Real trucks coming to a sudden stop don’t always sound real. So we muted the real truck and built a souped up version. The motor was from a souped up racing pick-up. The tire screech was from a car accident. Since the location was under a driveway covering near a huge building we needed to expand the size of the entire sound. So we brought out the trusty Sony Oxford Reverb - Cathedral setting and compressed the entire mix
Comedy is never easy to sound design. It is easy to go one way or the other to far and miss the target. I think the best way to approach comedy is to not try to be funny. It seems like the funniest things in life are the mishaps or unexpected falls.
So when I saw the first frame of the OK Joes BBQ spot featuring a mostly toothless man eyeing a plate of BBQ I decided to counter the entire comedy feel and go hard core serious with the sound design.

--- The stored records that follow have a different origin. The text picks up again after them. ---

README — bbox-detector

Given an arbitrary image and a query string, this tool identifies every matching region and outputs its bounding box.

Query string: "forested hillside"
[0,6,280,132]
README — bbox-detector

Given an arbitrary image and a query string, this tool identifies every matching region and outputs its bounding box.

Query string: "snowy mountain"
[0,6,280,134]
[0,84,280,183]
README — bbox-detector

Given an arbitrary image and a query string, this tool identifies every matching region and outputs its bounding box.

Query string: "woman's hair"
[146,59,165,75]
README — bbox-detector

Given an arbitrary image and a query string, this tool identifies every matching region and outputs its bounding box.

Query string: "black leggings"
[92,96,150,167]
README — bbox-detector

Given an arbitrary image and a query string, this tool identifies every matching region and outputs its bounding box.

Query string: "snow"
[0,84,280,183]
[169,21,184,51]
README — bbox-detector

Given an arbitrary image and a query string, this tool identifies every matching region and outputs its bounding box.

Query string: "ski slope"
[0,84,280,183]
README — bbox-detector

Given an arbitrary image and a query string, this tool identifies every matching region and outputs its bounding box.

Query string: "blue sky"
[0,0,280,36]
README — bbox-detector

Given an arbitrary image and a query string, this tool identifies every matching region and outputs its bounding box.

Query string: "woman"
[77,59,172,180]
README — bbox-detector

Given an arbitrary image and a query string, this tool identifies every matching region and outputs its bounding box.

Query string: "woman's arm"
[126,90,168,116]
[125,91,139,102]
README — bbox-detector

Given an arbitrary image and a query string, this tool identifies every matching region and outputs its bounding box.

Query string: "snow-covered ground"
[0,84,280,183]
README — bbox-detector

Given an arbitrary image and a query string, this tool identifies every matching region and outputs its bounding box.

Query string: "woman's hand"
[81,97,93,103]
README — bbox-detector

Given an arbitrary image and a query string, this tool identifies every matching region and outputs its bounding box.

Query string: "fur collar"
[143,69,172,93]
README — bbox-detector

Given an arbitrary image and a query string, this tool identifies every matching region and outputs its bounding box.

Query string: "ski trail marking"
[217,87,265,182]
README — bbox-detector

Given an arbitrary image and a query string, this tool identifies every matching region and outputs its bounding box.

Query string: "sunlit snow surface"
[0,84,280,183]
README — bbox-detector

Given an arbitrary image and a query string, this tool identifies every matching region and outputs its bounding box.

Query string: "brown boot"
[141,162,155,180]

The director wanted a throwback sound effect for the ending reminiscent of the old cowboy rawhide days.
This was pretty tricky. The image has glowing iron and sparks flying which seems pretty straightforward until you try to add the wild card whip sound. We finally got it all timed and leveled to where you could almost feel the heat.
The big question in my mind with every video is this. ‘What sound does this image want to have?”
With some images it is pretty self explanatory. When you have wires, cables and a technician you tend to go for the micro tech bleeps and stutters.
And when you have images of heavy machinery or massive pipes you tend to add more space in the sound. Sony Oxford has an incredible Cathedral reverb setting that makes images below feel huge and rugged.